On February 19th, President Obama will travel to Toluca, the capital of the state of Mexico to join President Peña Nieto of Mexico and Prime Minister Harper of Canada for the annual North American Leaders’ Summit (NALS). Touted as a trade summit, these bi- and tri-lateral talks are expected to focus on issues surrounding commerce, energy, and trade, including the now 20-year-old North American Free Trade Agreement.
However, this summit will be a missed opportunity if several key issues central to the well-being of communities across the region are not on the table. Today, LAWG joined with human rights organizations from Mexico and the United States to issue a letter to the three leaders calling for them to use these trilateral discussions as an opportunity to chart out new approaches toward immigration, economic, environmental, and security policy to better protect and promote the rights and well-being of people across North America.
The letter calls for action to address the harms brought by the militarization of public security, noting that the uptick in human rights violations has affected both Mexicans and non-Mexicans alike. The letter notes, “Although daily reports from the media and civil society organizations reflect a growing tally of individuals who are killed and disappeared, for the most part authorities at all levels of government fail to acknowledge these denunciations.”
The letter calls for leaders to examine the human toll of an increasingly militarized border and lack of meaningful immigration reform in the U.S. This, combined with a lack of economic opportunities and deteriorating security conditions in communities across Mexico and Central America, have spurred migrants to seek increasingly clandestine migrant routes that place them in harm’s way.

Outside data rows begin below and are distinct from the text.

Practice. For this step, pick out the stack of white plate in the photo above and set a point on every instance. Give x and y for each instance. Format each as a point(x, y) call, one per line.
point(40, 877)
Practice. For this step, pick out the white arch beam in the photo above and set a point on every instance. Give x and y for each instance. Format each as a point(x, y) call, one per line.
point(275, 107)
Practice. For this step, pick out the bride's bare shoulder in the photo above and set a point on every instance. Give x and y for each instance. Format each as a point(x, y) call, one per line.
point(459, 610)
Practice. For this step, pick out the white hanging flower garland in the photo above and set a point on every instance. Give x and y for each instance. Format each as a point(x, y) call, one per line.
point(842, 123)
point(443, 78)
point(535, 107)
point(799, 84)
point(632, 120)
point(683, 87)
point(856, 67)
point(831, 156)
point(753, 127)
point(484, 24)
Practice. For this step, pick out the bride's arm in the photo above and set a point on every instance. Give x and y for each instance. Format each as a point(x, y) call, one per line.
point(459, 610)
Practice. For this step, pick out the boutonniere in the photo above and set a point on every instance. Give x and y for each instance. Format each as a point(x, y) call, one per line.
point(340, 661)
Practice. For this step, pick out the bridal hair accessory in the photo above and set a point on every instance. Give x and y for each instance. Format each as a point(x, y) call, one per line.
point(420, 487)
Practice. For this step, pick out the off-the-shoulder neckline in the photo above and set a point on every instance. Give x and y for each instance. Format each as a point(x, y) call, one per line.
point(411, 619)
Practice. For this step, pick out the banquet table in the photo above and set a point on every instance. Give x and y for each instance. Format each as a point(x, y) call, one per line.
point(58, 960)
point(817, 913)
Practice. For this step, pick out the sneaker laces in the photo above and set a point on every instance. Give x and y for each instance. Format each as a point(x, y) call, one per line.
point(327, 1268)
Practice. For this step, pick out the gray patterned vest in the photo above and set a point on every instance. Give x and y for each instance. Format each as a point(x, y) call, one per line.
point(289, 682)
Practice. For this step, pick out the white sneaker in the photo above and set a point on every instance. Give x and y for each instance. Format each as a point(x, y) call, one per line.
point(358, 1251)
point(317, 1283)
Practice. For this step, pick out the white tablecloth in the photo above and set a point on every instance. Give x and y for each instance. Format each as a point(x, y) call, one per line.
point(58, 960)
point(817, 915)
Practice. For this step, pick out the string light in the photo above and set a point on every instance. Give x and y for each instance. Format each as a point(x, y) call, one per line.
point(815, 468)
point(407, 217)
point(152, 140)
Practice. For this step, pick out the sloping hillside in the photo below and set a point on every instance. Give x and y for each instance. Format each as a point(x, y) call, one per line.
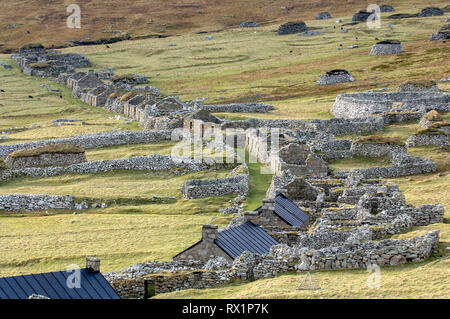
point(24, 21)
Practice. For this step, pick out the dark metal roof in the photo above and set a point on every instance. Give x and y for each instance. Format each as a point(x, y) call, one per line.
point(234, 241)
point(53, 285)
point(289, 212)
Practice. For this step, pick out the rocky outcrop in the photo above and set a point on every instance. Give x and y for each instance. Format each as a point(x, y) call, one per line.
point(386, 47)
point(361, 16)
point(292, 27)
point(335, 76)
point(96, 140)
point(431, 12)
point(323, 15)
point(249, 24)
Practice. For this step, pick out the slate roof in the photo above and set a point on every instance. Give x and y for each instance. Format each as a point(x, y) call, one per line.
point(53, 285)
point(289, 212)
point(234, 241)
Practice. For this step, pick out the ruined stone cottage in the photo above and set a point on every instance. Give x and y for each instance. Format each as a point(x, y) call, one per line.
point(229, 243)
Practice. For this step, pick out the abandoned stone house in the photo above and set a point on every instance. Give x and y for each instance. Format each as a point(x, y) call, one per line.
point(54, 285)
point(73, 79)
point(98, 96)
point(229, 243)
point(299, 160)
point(279, 214)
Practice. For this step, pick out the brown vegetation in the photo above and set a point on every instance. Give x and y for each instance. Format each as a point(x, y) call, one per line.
point(67, 148)
point(376, 139)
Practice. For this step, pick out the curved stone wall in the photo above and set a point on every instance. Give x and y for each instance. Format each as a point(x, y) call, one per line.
point(355, 105)
point(386, 48)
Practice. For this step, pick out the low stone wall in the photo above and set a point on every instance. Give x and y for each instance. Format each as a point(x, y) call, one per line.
point(375, 149)
point(96, 140)
point(45, 160)
point(427, 139)
point(352, 254)
point(164, 282)
point(155, 162)
point(22, 202)
point(239, 108)
point(410, 166)
point(336, 126)
point(355, 105)
point(216, 187)
point(386, 48)
point(134, 288)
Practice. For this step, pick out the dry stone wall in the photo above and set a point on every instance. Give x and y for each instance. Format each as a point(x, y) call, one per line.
point(155, 162)
point(427, 139)
point(22, 202)
point(96, 140)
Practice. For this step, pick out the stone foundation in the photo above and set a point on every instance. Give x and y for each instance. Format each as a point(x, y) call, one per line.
point(45, 160)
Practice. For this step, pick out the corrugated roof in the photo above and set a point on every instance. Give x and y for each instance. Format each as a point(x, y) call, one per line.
point(53, 285)
point(289, 212)
point(234, 241)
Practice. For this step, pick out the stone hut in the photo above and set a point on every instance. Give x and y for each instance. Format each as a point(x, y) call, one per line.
point(386, 8)
point(98, 96)
point(424, 86)
point(292, 27)
point(323, 15)
point(278, 215)
point(45, 156)
point(73, 79)
point(442, 34)
point(300, 161)
point(90, 80)
point(249, 24)
point(335, 76)
point(386, 47)
point(361, 16)
point(431, 12)
point(229, 243)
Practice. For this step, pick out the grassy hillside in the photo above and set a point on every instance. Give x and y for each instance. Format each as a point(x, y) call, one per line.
point(236, 65)
point(24, 21)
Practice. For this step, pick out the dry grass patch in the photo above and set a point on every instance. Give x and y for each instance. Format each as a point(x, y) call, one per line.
point(66, 148)
point(3, 164)
point(433, 115)
point(376, 139)
point(40, 65)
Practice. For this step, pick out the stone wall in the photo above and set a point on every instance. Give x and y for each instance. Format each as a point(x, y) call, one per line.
point(427, 139)
point(403, 165)
point(352, 254)
point(216, 187)
point(386, 48)
point(356, 105)
point(204, 249)
point(239, 108)
point(155, 162)
point(22, 202)
point(96, 140)
point(375, 149)
point(45, 160)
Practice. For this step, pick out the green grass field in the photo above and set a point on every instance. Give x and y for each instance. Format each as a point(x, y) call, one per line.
point(236, 65)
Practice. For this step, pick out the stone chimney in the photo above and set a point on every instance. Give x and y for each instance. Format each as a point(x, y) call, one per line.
point(209, 233)
point(268, 207)
point(250, 216)
point(93, 264)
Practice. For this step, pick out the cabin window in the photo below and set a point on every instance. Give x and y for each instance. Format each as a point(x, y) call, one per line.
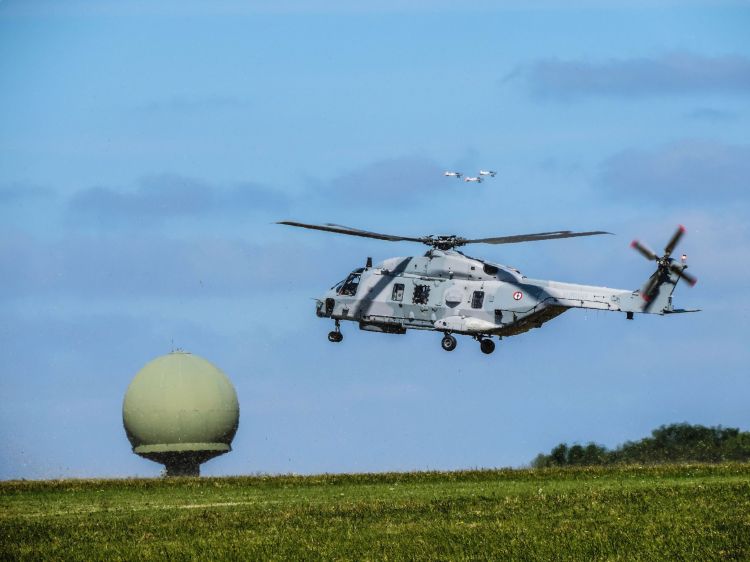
point(477, 299)
point(421, 294)
point(398, 292)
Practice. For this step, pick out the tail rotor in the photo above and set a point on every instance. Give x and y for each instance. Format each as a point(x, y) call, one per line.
point(665, 267)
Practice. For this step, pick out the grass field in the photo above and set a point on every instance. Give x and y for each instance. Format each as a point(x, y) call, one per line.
point(688, 512)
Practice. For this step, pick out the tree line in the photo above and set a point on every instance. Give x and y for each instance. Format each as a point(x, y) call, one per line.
point(679, 442)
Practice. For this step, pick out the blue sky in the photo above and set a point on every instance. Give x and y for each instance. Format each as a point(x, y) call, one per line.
point(146, 151)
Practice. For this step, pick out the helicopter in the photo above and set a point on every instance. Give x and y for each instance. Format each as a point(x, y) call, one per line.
point(449, 292)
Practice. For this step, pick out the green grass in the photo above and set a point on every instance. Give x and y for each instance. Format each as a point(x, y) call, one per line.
point(688, 512)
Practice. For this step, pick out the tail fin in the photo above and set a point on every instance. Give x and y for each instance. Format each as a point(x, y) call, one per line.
point(656, 293)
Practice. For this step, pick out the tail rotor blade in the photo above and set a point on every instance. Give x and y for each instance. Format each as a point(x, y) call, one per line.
point(686, 276)
point(673, 242)
point(647, 253)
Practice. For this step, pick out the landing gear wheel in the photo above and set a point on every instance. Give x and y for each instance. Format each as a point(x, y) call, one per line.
point(335, 337)
point(449, 343)
point(487, 346)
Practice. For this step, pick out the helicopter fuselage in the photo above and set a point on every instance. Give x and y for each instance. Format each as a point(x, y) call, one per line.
point(445, 290)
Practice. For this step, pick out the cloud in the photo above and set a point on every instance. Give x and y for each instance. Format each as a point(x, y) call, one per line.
point(689, 171)
point(158, 198)
point(393, 181)
point(19, 193)
point(671, 74)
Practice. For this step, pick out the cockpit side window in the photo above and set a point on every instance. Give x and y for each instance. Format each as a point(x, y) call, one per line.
point(421, 294)
point(351, 283)
point(398, 292)
point(477, 299)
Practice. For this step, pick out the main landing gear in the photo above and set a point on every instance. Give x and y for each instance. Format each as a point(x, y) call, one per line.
point(487, 346)
point(449, 343)
point(336, 336)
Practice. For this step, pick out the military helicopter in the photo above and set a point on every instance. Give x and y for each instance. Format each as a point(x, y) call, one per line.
point(449, 292)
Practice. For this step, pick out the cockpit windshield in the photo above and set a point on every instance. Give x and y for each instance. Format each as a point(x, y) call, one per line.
point(350, 284)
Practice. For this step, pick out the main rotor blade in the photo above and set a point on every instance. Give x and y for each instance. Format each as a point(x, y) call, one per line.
point(533, 237)
point(339, 229)
point(646, 252)
point(673, 242)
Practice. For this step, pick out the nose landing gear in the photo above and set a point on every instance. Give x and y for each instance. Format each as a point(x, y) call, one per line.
point(336, 336)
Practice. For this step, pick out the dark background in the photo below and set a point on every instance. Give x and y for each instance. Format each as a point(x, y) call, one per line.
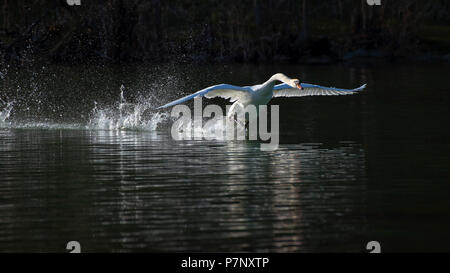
point(294, 31)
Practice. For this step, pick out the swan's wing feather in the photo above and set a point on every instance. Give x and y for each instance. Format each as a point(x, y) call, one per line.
point(226, 91)
point(285, 90)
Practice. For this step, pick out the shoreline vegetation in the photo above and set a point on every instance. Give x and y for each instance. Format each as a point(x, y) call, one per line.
point(198, 31)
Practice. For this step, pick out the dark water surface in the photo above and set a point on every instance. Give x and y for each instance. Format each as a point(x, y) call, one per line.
point(78, 163)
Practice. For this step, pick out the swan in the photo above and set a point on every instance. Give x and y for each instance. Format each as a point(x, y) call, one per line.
point(261, 94)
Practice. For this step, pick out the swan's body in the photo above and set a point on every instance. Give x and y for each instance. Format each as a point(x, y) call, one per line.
point(261, 94)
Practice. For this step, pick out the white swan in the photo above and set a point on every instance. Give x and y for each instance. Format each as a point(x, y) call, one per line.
point(261, 94)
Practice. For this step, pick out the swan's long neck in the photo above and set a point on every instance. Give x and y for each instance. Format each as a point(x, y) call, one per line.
point(277, 77)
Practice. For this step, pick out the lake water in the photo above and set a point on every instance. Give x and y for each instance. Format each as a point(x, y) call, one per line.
point(81, 162)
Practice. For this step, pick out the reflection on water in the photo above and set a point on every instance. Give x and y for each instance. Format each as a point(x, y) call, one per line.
point(77, 162)
point(130, 191)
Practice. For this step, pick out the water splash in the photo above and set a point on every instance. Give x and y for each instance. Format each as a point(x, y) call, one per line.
point(126, 116)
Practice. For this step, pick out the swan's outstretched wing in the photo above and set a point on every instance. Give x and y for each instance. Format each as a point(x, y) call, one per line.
point(226, 91)
point(285, 90)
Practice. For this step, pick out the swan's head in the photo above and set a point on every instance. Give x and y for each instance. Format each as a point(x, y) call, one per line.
point(295, 83)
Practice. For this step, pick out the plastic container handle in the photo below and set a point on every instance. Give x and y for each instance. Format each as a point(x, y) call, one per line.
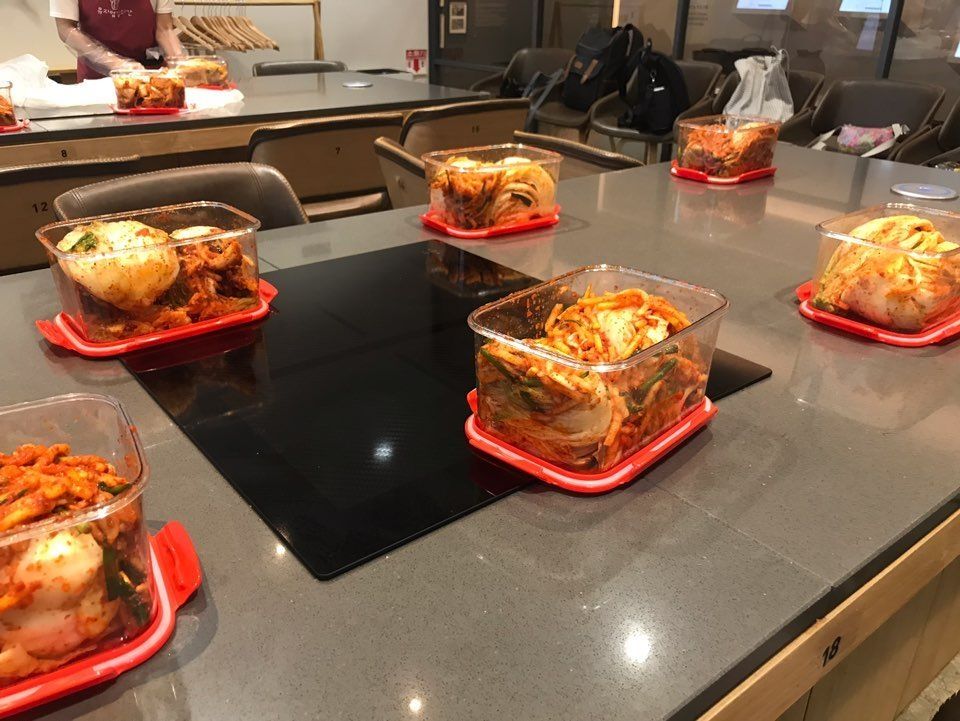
point(50, 331)
point(179, 561)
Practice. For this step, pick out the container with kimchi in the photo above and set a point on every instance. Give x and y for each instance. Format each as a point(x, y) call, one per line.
point(139, 89)
point(726, 146)
point(895, 266)
point(129, 274)
point(201, 70)
point(75, 572)
point(491, 186)
point(586, 369)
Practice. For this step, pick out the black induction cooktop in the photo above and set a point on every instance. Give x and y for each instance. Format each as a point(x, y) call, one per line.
point(340, 417)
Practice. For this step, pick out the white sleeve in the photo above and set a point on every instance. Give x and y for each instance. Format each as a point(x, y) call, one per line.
point(67, 9)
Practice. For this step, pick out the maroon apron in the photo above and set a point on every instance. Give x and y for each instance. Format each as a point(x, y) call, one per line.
point(127, 27)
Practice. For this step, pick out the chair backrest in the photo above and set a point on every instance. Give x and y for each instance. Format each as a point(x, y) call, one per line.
point(949, 136)
point(258, 190)
point(804, 86)
point(876, 104)
point(27, 194)
point(403, 174)
point(327, 157)
point(700, 77)
point(579, 159)
point(527, 62)
point(462, 125)
point(297, 67)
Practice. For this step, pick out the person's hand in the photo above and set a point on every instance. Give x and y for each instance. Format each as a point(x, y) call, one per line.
point(129, 65)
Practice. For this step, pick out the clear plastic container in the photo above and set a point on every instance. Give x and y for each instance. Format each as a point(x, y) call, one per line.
point(492, 185)
point(158, 269)
point(201, 70)
point(149, 89)
point(8, 115)
point(469, 276)
point(726, 146)
point(587, 416)
point(901, 272)
point(73, 581)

Current policies have had a particularly harmful impact on women and families. The letter notes that 31,450 Mexican women were deported from the United States in fiscal year 2012. More than just a number, these deportations can mean “family separation, the loss of the custody of their children, the inability to legally return to the United States, and challenges with reintegrating into their country of origin, navigating procedures related to the child welfare system in the United States, and gaining access to education and health care in Mexico for their U.S.-citizen children.”
This is all not to say that civil society organizations do not want a discussion of the economy at this summit. Acknowledging a “deterioration in living conditions for people in Mexico, growing marginalization and poverty,” groups call for leaders to take a look at existing economic policies and “rethink the regional economic model in a way that responds to the needs of the people, not just the economic interests of a select few.”